Close to midnight, the Maitland board once again found itself at an impasse.
The six-member Community Redevelopment Agency Board — made up of City Council and a county representative — had been in deadlock for months on whether Town Center developer Bob Reese should build the new fire station.
The latest tie vote was the catalyst for Mayor Doug Kinson.
“I knew something needed to happen and it was up to me. … so rather than go back to the drawing board, I thought through a way to put forth a plan that everybody would like,” he said.
Two weeks later, his plan got unanimous approval. It allowed the city to build both the fire station and city hall on land the city owned and with money it had, while mostly keeping intact the plan for the Town Center.
“That’s probably one of the most impactful things that I did in all the time I was mayor,” Kinson said.
After almost five years, Kinson will resign the mayor’s seat on Jan. 3. Replacing him is Councilman Howard Schieferdecker, a veteran of the Planning and Zoning Commission who was elected to City Council in March.
Probably the most polarizing issue throughout Kinson’s tenure has been the Maitland Town Center development agreement, which was approved in 2007. On Dec. 13, City Council voted unanimously to terminate it.
“I regret the city not having the ability to move ahead with the downtown,” he said. He is proud, however, that Council was able to move ahead with the three public projects that were originally part of the Town Center agreement.
Kinson has taken criticism for remaining loyal to Reese throughout financing fallouts, foreclosure and bankruptcy. But he said his commercial real estate background has helped him to understand why it’s important to stick with Reese and not risk having a developer buy the project land and parcel it out.
Even if Reese isn’t a developer after this month, he’s still a landowner the city will have to work with, he said.
“Whoever comes to the table, now it’s a different environment, but we still need that history that’s tied to Bob Reese to continue. It’s that history and commitment that’s important to stand the test of time,” he said.
List of goals fulfilled
Before he was elected, Kinson made a list of goals for his tenure and pinned it up on the wall. Those items included getting the city on board for commuter rail, erecting a new police station, fire station and city hall, putting together a redevelopment plan for the west side, balancing the budget without raising taxes, and setting up a dedicated funding source for the city’s lakes.
Most of those items have come to fruition: Maitland will have its own SunRail station. The new police station opened in 2009, and the fire station and city hall are scheduled to break ground in 2011. The property tax rate has stayed constant, although the overall rate has increased minutely to cover debt. And in 2009, the city established a stormwater utility fund to restore and maintain its water bodies.

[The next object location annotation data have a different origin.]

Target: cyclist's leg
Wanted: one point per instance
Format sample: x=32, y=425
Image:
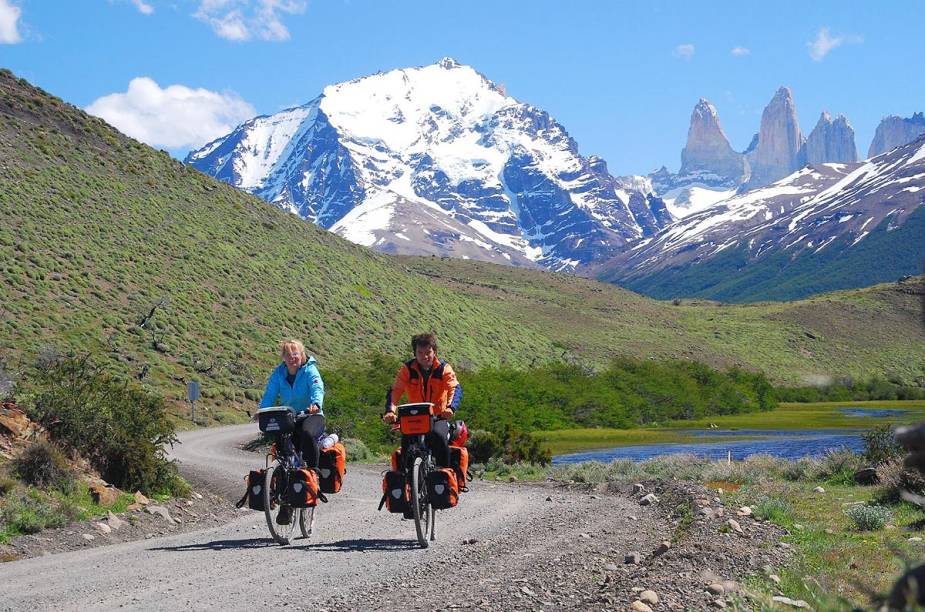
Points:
x=438, y=442
x=312, y=427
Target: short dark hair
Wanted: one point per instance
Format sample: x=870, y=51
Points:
x=425, y=340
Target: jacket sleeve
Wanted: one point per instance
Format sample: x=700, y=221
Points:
x=454, y=391
x=317, y=386
x=398, y=387
x=271, y=392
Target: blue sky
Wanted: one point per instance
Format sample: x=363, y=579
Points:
x=621, y=77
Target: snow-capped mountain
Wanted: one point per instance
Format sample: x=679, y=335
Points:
x=825, y=226
x=436, y=159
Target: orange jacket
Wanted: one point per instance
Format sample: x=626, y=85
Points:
x=438, y=388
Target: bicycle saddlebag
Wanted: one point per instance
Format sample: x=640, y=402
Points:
x=302, y=489
x=253, y=496
x=442, y=488
x=332, y=465
x=395, y=493
x=276, y=420
x=459, y=461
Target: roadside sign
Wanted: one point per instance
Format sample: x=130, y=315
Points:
x=192, y=390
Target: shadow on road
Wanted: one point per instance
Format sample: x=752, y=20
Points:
x=221, y=545
x=362, y=545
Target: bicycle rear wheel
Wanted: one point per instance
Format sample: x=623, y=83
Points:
x=272, y=506
x=423, y=513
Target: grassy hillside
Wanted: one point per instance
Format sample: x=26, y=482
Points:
x=887, y=253
x=862, y=332
x=109, y=246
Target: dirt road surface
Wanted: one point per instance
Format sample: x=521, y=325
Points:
x=505, y=546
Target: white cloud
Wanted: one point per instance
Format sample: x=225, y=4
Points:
x=9, y=15
x=685, y=51
x=143, y=7
x=175, y=117
x=825, y=43
x=240, y=20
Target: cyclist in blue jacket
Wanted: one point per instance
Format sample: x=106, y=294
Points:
x=297, y=383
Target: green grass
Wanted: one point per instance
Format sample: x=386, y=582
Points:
x=112, y=247
x=823, y=415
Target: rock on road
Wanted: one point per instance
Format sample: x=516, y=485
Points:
x=500, y=537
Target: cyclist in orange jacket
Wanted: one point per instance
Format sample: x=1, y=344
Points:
x=428, y=379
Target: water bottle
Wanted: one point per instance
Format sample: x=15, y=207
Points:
x=329, y=440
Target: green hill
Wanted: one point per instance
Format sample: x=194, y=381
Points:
x=107, y=245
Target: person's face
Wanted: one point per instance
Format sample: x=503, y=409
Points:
x=292, y=357
x=425, y=355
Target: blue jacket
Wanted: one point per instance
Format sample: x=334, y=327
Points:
x=307, y=389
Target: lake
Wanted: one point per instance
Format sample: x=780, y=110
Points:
x=778, y=443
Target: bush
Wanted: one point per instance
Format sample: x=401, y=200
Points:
x=869, y=518
x=483, y=445
x=880, y=446
x=357, y=450
x=893, y=478
x=121, y=429
x=772, y=509
x=44, y=465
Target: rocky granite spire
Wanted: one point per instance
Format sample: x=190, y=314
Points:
x=708, y=150
x=831, y=141
x=896, y=131
x=779, y=141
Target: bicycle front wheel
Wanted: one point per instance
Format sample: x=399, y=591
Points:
x=274, y=509
x=420, y=503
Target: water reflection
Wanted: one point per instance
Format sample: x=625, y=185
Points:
x=778, y=443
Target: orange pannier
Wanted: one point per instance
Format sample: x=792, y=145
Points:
x=415, y=419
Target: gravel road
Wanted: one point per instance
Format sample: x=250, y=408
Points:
x=505, y=546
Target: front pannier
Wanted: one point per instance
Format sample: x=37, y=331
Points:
x=395, y=494
x=459, y=461
x=255, y=482
x=302, y=488
x=442, y=488
x=332, y=465
x=276, y=420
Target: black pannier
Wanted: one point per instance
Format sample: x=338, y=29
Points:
x=442, y=488
x=255, y=483
x=277, y=420
x=302, y=488
x=395, y=493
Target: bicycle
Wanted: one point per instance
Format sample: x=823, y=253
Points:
x=415, y=421
x=280, y=422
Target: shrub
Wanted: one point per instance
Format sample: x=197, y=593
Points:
x=357, y=450
x=772, y=509
x=895, y=478
x=120, y=428
x=880, y=445
x=869, y=518
x=44, y=465
x=838, y=466
x=483, y=445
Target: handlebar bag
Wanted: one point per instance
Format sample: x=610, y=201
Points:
x=332, y=465
x=442, y=488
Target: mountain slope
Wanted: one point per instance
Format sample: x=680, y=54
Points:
x=443, y=138
x=825, y=227
x=109, y=246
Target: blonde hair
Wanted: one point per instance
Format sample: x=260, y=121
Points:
x=297, y=344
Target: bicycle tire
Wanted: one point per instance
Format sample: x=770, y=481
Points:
x=419, y=499
x=307, y=521
x=280, y=533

Just in time, at the mayor’s last meeting on Dec. 13, the remaining goal was realized — Council approved the west side redevelopment master plan.

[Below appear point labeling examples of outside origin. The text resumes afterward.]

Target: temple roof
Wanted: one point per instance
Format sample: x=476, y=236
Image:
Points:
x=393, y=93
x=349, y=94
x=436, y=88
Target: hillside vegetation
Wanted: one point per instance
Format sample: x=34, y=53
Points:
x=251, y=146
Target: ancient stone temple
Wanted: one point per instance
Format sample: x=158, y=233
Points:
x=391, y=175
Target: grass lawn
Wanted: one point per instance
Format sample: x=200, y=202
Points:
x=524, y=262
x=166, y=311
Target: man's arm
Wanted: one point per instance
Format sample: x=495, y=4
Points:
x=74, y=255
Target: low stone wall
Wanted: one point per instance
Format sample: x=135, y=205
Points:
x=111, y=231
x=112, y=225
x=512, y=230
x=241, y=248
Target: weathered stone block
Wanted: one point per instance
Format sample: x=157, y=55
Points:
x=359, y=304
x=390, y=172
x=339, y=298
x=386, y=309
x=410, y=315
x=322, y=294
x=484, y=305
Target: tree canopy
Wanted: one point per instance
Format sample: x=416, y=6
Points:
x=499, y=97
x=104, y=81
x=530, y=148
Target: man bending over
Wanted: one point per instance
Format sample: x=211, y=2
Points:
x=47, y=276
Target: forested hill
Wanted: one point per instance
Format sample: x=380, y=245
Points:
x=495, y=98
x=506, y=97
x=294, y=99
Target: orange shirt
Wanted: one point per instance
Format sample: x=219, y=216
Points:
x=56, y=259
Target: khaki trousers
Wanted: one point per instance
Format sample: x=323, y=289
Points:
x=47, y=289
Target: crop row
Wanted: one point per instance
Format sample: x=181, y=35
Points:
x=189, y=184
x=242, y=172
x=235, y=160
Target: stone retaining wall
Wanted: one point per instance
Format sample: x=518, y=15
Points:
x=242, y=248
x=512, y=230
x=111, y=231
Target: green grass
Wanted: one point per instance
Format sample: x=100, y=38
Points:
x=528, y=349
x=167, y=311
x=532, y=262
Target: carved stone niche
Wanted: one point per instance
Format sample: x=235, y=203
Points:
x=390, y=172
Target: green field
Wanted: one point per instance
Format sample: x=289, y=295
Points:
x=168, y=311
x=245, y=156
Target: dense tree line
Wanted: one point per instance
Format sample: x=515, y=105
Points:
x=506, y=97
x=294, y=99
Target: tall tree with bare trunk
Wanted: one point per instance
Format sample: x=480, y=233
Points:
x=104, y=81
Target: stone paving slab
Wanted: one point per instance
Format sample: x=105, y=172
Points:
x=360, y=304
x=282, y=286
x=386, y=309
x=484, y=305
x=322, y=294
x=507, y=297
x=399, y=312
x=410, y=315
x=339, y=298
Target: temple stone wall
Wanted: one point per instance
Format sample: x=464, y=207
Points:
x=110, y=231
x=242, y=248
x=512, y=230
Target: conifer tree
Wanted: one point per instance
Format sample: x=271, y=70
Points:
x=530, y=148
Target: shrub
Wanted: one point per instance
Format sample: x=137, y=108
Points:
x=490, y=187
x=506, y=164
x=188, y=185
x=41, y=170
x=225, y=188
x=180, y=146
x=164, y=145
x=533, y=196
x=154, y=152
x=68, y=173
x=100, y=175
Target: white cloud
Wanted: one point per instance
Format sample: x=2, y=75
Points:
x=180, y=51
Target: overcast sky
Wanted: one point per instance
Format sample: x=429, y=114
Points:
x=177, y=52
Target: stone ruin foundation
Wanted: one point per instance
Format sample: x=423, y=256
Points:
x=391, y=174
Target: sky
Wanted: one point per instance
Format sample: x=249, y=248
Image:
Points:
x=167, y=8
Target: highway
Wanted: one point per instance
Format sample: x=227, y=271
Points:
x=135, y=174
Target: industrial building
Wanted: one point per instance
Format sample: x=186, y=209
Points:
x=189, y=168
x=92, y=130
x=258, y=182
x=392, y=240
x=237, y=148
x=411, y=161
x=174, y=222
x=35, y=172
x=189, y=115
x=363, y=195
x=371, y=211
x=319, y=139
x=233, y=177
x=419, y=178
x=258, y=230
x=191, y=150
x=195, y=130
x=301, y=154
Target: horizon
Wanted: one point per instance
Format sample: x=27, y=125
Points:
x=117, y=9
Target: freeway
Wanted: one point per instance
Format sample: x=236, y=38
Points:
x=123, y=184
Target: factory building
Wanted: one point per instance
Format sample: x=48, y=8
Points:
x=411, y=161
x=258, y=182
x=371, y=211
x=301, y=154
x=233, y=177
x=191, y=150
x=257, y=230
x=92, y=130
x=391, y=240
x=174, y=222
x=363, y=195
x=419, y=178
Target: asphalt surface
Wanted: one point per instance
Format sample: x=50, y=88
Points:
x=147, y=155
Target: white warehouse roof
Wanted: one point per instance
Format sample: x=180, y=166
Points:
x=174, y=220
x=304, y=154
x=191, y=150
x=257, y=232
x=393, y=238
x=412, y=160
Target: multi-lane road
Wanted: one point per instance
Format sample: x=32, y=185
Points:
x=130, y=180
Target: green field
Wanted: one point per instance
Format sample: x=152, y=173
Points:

He said it’s hard to believe that some of the projects, such as the fire station and city hall, moved so slowly, but he’s proud of what Council has been able to accomplish.

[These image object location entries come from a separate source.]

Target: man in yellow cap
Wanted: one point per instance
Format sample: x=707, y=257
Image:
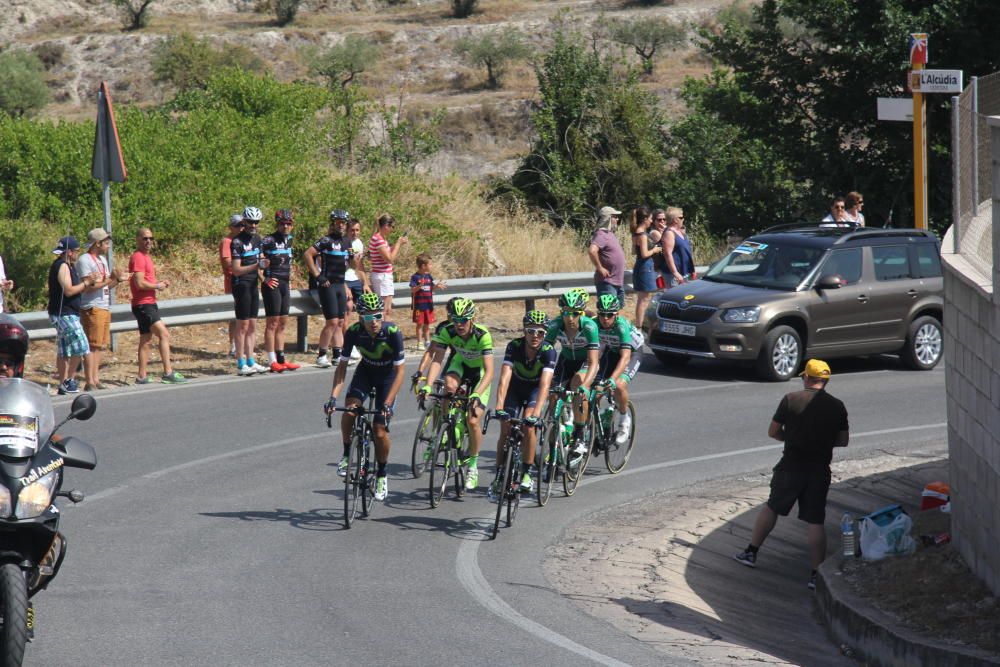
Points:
x=811, y=423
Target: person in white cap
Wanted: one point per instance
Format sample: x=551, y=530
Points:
x=95, y=303
x=607, y=255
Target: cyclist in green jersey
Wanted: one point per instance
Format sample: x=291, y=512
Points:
x=578, y=356
x=472, y=363
x=621, y=354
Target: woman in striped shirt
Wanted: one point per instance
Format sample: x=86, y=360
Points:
x=382, y=255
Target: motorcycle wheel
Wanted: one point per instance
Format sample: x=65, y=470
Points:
x=14, y=608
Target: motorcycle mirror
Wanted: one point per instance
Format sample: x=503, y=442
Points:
x=83, y=408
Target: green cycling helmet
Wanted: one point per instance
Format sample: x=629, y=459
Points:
x=574, y=299
x=461, y=307
x=535, y=317
x=608, y=303
x=370, y=302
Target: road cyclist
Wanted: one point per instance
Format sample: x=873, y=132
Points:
x=579, y=345
x=620, y=356
x=525, y=377
x=472, y=363
x=381, y=368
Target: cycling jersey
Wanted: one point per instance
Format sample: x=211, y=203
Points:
x=277, y=249
x=379, y=353
x=576, y=349
x=468, y=352
x=245, y=250
x=336, y=252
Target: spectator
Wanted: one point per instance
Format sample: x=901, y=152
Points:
x=95, y=304
x=607, y=256
x=837, y=217
x=226, y=254
x=677, y=255
x=65, y=287
x=853, y=203
x=643, y=272
x=422, y=288
x=811, y=423
x=382, y=254
x=144, y=286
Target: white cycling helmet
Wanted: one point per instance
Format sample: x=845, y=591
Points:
x=252, y=214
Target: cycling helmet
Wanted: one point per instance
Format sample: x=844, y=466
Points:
x=608, y=303
x=462, y=307
x=14, y=341
x=370, y=302
x=574, y=299
x=252, y=214
x=535, y=317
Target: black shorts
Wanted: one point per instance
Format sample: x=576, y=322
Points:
x=807, y=486
x=146, y=315
x=276, y=299
x=362, y=383
x=333, y=301
x=246, y=299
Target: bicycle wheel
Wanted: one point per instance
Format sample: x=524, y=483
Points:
x=352, y=482
x=504, y=488
x=441, y=468
x=546, y=458
x=616, y=455
x=423, y=440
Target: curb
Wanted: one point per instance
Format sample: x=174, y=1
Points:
x=876, y=637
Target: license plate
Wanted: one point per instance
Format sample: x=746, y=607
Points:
x=669, y=326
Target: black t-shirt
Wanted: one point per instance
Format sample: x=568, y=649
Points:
x=812, y=420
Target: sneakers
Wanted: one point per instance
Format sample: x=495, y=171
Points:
x=68, y=387
x=746, y=557
x=624, y=428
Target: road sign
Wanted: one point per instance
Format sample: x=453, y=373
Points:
x=936, y=81
x=895, y=108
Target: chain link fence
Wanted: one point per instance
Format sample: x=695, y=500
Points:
x=973, y=191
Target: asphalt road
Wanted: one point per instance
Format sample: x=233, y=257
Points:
x=212, y=533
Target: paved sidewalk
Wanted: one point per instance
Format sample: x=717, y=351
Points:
x=661, y=568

“We’ve been able to move projects ahead with little impact to taxpayers,” he said.
Besides not realizing a redeveloped downtown, Kinson says he regrets that more people don’t run for office. Of the four council members, three were unopposed in the last election. Three seats are available on March 8, but he hasn’t heard of anyone putting their hats in the ring.
“The issue I have with that is the voters don’t have a say,” he said of uncontested elections, adding “but the voters did have a say — they made the decision not to run.”
He says the positives of serving definitely outweigh the negatives.
Kinson shortened his term by 15 months when he decided to run for Orange County Commission District 5 to replace mayoral candidate Bill Segal. He went up against a well-known and well-funded opponent, former Commissioner Ted Edwards, who outspent Kinson 4:1.
With a full-time commercial real estate job and his mayoral responsibilities, Kinson didn’t have much time to fundraise. But he said the race wasn’t lost until the day of the election.
“I would rather have won, but beginning Aug. 25 (2009), I was starting to reassess what pays the bills and reassess my opportunities professionally.”
The new mayor
Kinson has spent the last few months mentoring the mayor-to-be, who’s tagged along to the Orange County Council of Mayors meetings, among others.
Kinson says he hopes as mayor, Schieferdecker will be objective, do his homework and listen to the people.
Schieferdecker has only been on Council since March but was selected to be the next mayor because he would be able to build consensus and move the city forward, fellow council members said.
As the city moves forward with a new leader, Kinson hopes the city will continue on the path he set it on.
“I brought most people together with respect to the development of a pedestrian-friendly downtown,” Kinson said. “I hope that vision continues in every decision that’s made by Council.”